Does SCOTUS expect legislators to understand a woman’s reproductive biology and function better than medical providers? As “natural” as pregnancy is, practitioners never underestimate the fact that it is a biological state that imposes a heavy overload on a woman’s physiology and carries many risks, some of them with life-long consequences, especially for teenagers and those with underlying health issues. Patients and their medical providers already have clinical guidelines that are evidence-based and monitored by licensing boards to achieve the safest and best possible health outcomes. They don’t need politicians to tell them how to practice reproductive medicine.
For years, physicians have declared gun violence a public health epidemic.
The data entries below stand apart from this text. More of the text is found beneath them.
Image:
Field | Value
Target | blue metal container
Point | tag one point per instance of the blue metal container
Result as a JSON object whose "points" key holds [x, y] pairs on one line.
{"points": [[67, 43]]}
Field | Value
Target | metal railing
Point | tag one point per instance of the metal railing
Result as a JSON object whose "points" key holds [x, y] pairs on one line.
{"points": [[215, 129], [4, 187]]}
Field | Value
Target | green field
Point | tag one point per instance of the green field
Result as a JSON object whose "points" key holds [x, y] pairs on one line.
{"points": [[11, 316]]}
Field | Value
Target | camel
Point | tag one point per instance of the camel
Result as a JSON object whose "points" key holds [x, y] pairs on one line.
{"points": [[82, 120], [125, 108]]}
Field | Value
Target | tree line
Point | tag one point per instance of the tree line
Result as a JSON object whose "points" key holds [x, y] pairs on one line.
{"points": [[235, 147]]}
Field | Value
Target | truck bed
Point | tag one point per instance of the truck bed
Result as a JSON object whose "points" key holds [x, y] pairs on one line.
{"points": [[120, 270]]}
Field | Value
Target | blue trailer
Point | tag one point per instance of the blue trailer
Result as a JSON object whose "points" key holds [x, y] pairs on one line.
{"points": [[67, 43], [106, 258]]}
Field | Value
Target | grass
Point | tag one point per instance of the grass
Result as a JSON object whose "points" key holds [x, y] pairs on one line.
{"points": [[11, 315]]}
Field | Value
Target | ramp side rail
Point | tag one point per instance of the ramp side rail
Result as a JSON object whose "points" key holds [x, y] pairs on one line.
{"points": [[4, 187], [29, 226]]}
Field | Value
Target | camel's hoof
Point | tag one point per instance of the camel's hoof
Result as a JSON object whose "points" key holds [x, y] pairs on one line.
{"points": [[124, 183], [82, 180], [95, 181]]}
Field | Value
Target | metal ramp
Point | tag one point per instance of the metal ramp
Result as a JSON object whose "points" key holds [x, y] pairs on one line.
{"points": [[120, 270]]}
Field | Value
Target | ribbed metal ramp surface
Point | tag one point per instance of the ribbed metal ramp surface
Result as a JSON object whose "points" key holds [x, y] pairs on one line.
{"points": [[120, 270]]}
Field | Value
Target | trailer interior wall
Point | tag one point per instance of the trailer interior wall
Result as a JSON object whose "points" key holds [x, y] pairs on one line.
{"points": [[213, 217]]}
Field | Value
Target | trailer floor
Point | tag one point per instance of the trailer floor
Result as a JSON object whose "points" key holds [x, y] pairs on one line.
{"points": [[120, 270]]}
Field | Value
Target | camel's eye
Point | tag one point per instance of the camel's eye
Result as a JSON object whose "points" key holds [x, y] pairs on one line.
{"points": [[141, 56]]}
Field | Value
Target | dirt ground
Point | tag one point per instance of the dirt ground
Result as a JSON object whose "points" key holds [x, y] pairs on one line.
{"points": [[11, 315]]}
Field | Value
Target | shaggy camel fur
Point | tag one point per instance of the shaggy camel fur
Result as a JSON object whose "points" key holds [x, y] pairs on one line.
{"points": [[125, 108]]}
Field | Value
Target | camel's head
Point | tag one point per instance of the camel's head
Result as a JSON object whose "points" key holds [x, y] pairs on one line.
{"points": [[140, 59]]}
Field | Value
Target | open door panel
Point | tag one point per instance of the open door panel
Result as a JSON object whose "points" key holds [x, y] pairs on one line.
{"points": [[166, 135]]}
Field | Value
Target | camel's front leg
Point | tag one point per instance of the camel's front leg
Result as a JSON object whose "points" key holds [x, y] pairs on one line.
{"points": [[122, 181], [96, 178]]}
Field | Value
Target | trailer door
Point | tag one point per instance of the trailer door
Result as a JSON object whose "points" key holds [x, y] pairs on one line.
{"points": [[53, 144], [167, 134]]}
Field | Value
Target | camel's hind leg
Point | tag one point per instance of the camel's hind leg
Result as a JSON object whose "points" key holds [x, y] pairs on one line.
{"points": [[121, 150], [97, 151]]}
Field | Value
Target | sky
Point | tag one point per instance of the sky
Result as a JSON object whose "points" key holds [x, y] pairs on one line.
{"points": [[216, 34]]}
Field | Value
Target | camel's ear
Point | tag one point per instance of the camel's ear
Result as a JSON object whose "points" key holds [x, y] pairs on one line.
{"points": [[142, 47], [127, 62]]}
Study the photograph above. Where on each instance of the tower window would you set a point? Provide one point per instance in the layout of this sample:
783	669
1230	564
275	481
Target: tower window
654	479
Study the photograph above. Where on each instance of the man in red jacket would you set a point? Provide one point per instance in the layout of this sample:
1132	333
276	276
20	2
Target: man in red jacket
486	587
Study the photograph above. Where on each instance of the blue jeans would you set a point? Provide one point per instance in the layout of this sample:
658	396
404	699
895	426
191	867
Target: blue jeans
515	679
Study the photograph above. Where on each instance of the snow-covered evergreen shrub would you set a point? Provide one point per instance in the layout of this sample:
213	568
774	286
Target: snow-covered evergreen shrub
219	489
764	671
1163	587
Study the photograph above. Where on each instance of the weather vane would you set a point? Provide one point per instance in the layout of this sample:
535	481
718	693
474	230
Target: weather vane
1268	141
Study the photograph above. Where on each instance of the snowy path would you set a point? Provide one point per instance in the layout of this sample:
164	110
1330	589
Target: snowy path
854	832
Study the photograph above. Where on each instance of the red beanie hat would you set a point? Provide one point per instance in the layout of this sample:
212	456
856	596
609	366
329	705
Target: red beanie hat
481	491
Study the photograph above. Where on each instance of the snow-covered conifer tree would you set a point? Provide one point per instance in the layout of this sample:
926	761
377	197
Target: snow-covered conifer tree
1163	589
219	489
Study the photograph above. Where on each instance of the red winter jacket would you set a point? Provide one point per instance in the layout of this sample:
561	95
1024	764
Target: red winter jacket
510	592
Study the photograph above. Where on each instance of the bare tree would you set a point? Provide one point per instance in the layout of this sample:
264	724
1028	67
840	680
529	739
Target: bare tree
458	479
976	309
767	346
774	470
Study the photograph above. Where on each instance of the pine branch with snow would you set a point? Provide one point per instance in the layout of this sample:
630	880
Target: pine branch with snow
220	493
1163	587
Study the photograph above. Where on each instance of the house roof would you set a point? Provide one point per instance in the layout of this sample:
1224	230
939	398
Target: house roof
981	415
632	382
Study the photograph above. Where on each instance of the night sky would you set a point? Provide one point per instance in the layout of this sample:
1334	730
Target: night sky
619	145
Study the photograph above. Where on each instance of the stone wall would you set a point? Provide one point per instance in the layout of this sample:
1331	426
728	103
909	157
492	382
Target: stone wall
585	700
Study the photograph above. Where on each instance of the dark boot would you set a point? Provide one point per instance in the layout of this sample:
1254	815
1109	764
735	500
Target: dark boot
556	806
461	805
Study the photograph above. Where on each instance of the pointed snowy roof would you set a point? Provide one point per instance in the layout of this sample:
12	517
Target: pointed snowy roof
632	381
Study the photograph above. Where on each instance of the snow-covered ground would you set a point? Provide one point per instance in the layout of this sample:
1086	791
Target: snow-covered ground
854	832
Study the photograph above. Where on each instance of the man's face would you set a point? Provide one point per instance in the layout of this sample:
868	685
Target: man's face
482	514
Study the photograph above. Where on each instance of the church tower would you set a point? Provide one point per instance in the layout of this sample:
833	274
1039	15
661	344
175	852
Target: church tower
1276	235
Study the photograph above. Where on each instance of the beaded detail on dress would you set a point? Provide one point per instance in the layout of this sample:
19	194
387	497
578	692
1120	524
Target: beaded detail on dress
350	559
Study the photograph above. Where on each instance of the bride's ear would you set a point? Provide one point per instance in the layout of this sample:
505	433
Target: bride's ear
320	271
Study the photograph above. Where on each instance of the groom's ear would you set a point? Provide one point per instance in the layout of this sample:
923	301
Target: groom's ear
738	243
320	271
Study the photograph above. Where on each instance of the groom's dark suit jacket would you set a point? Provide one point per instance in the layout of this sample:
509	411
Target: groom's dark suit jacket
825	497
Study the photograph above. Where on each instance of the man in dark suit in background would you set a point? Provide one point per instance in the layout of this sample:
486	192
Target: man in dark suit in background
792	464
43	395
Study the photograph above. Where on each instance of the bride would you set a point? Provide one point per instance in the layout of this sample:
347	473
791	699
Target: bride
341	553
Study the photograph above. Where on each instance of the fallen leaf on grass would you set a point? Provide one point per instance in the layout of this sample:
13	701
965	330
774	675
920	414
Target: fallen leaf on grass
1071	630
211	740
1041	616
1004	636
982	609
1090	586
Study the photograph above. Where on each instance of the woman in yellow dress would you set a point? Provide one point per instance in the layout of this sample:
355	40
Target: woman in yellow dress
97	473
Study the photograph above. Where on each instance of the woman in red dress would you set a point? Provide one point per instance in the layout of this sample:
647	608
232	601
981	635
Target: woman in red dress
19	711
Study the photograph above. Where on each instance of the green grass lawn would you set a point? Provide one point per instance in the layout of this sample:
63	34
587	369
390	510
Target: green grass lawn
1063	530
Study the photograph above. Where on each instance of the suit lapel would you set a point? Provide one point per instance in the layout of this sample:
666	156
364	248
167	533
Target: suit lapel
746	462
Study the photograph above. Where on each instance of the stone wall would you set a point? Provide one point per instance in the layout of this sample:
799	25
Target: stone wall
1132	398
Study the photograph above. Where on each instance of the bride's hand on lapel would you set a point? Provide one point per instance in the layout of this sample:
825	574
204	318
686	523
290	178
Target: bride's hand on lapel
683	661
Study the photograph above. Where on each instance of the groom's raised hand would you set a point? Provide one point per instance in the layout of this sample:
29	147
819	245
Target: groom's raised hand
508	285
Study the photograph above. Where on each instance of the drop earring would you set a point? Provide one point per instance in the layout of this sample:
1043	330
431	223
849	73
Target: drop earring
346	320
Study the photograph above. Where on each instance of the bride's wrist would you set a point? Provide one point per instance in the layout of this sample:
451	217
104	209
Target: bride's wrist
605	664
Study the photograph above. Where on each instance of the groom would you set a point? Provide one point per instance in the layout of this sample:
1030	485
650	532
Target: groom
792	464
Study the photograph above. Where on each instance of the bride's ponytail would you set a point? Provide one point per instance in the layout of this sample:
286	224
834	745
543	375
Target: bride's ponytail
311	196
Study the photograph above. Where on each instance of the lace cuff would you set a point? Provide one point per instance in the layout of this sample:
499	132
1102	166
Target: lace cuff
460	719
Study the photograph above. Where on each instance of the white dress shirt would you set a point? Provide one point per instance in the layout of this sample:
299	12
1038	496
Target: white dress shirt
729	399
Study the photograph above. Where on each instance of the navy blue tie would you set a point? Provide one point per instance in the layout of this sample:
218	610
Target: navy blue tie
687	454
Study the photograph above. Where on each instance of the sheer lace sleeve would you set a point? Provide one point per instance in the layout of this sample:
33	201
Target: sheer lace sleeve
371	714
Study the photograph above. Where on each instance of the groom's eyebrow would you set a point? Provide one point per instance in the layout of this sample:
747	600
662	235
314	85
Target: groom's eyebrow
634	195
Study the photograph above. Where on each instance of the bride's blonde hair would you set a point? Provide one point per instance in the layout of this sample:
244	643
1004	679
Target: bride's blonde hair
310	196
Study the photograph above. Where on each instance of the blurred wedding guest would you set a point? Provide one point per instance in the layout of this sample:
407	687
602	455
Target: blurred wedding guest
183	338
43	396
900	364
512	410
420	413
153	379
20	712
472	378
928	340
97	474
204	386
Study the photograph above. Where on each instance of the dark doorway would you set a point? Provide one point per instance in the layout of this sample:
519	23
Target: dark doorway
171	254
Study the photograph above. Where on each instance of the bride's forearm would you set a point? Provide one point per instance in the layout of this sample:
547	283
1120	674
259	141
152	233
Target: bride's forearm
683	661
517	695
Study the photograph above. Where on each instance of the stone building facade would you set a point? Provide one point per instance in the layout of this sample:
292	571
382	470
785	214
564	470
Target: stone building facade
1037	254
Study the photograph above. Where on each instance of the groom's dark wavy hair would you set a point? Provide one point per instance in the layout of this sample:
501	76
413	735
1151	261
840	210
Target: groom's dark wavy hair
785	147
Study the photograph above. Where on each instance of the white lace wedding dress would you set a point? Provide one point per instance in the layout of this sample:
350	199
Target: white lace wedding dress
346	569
When SCOTUS puts individual right-to-bear-arms undisputedly above the horrible consequences of an unregulated gun culture, it endangers our communities.
Aware of the health problems associated with pollution, Congress previously decided that national environmental air standards are best set by climatologists and public health experts. By reversing the power to regulate pollution back to legislators, SCOTUS widens the door for fossil fuel lobbyists in Congress.
This regressive SCOTUS majority is a clear and present danger to the health of Americans.
(Submitted July 7, 2022 to the Gazette Times, Corvallis, OR)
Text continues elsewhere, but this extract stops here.